И с этими словами он взял его за руку и потянул к двери. Цезарь подал Кальпурнии прощальный знак и вышел.
Но едва он оказался на улице, к нему попытался подойти один раб. Цезарь, как всегда, был окружен толпой клиентов, которые домогались его благосклонности. Раба оттолкнули, и он не смог протиснуться к Цезарю. Тогда он побежал к Кальпурнии.
– Во имя богов, оставьте меня здесь до прихода Цезаря, – сказал он ей; – мне поручено переговорить с ним об одном чрезвычайно важном деле.
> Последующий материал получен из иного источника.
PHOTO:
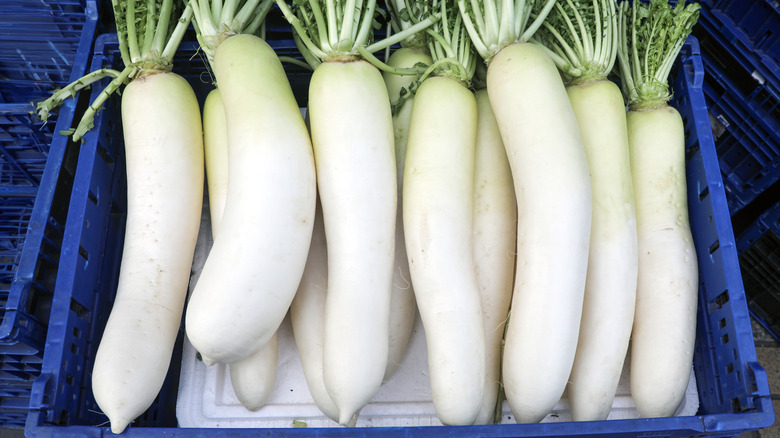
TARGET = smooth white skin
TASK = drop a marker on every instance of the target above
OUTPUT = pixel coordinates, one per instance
(253, 269)
(216, 155)
(552, 185)
(352, 134)
(307, 314)
(252, 378)
(495, 236)
(164, 156)
(665, 322)
(610, 289)
(403, 308)
(438, 205)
Это было не все. Один ритор, по имени Артемидор Книдский, который преподавал в Риме греческую литературу и часто встречался с главными заговорщиками, узнал о готовящемся заговоре. Сомневаясь, что ему удастся переговорить с Цезарем лично и рассказать ему о заговоре, он записал все основные детали на бумаге, и попытался ему ее передать. Но видя, что по мере того, как Цезарь получает записки, он передает их окружавшим его слугам:
– Цезарь, – крикнул он, поднимая бумагу повыше, – Цезарь!
Затем, когда Цезарь подал ему знак подойти поближе:
– Цезарь, – сказал он, – прочти эту записку один и как можно скорее: в ней говорится об очень важном деле, которое касается лично тебя.
Цезарь взял записку, кивнул ему, и действительно принялся читать ее; но он так и не дочитал до конца, настолько ему мешала толпа, которая теснилась вокруг в надежде поговорить с ним; так что он вошел в сенат, все еще держа эту записку в руках: она осталась у него одна.